Survival Analysis Flashcards
Survival Time
- Time to an event
- The time starting from a defined point to the occurrence of a given event
Events for the end of survival time include
death disease occurrence disease recurrence recovery other experience of interest
Special features in survival time data
- rarely normally distributed
- often skewed
- typically with many early events and relatively few late ones
Censored Observations
Those who have not yet reached the terminal event by the end of the study.
In censored observations, why might information about a pt’s survival time be incomplete?
- pt hasn’t experienced event by end of study
- pt lost to follow up during study period
- pt experiences different event to make further follow up impossible
Issues with censored observations in analysis
these censored survival times will underestimate the true (but unknown) time to the event because it will occur beyond the end of the study.
Kaplan-Meier Curve
- visualize estimate of survival over time
- shows probability of an event at a certain time interval
- x-axis for time, y-axis for ‘proportion surviving’
- step function, as the cumulative survival remains the same until the day another person experiences the event
Kaplan-Meier Curve Censored Data
x-axis: time
y-axis: ‘proportion surviving’
-step function
-censored observations indicated on K-M curve as “tick marks”
-censored observations do not terminate the interval
Kaplan-Meier Curve for 2 Groups
Visualizes the difference between two survival curves. Can be used to compare treatments.
Median Survival Time
estimated as small survival time for which survival function is less than or equal to 0.5
How can you estimate the Median Survival Time?
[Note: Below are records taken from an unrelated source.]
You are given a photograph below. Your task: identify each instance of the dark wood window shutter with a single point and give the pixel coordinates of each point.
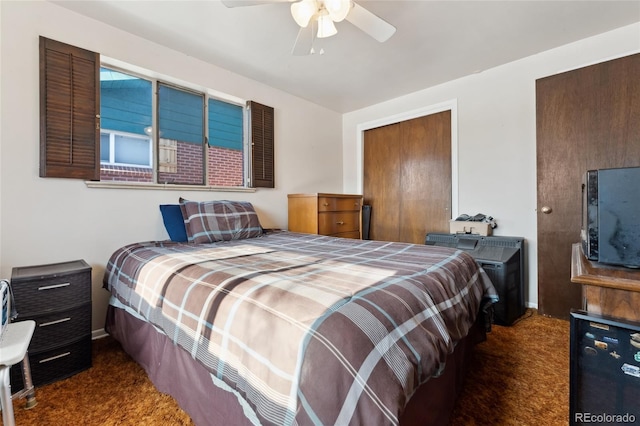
(69, 111)
(262, 145)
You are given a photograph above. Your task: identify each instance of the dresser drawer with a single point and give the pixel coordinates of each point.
(56, 328)
(338, 222)
(55, 364)
(36, 292)
(333, 204)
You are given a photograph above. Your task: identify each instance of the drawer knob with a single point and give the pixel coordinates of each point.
(51, 287)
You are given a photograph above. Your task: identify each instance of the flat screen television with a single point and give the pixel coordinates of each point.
(611, 216)
(604, 370)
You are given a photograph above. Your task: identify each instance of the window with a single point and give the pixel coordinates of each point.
(145, 130)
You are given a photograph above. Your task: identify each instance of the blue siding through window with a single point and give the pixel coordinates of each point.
(126, 106)
(225, 124)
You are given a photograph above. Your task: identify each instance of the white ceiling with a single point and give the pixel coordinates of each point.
(436, 41)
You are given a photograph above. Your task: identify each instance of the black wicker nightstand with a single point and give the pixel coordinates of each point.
(58, 298)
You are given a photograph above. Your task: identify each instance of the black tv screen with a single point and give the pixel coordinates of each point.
(604, 370)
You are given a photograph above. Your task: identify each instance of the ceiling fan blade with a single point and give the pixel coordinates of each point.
(304, 41)
(371, 24)
(240, 3)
- find the 50% mark on the proportion axis
- drawing a horizontal line at 50% to find the crossing point with the K-M curve
- drawing a vertical line at the crossing point down to the time axis to read time
Mean Survival Time
- area under survival curve
- may not be best estimate for sample of survival times, highly skewed
- median typically better measure of central location than mean
Hazard Rate
- measure of how often an event happens in one group compared to another
- in clinical trials, measures survival point at any point in time in a group given treatment vs control
- can be estimated as being a slope of a K-M curve
Interpreting Hazard Ratio
HR = 1
the event rates are the same in both groups
Interpreting Hazard Ratio
HR >1
the event rate in the treatment group is faster than in the control group
Interpreting Hazard Ratio
HR < 1
event rate in treatment group is slower than in the control group
Log-Rank Test
Compares two or more samples with survival data in presence of censored observations
How can a log-rank test fail
if two curves cross (no statistical power)
Assumption of Log-Rank Test
Hazard Rates of the groups to compare must be proportional
Limitations of Log-Rank Test
- We can only test one variable at a time
- can’t control for potential confounders
- can’t control for other potential risk factors
- can’t include interaction terms
Cox Proportional Hazard Model
Most commonly used method comparing two or more samples with survival data in presence of censored observations
T/F: Cox model can accommodate only one confounding variable
False
can accommodate any number of confounding variables
T/F: Cox Model provides the estimate of Hazard Rate with its associated 95% Confidence Interval
True
Assumption of Cox Model
The ratio of the hazard functions for any two observations does not vary with time.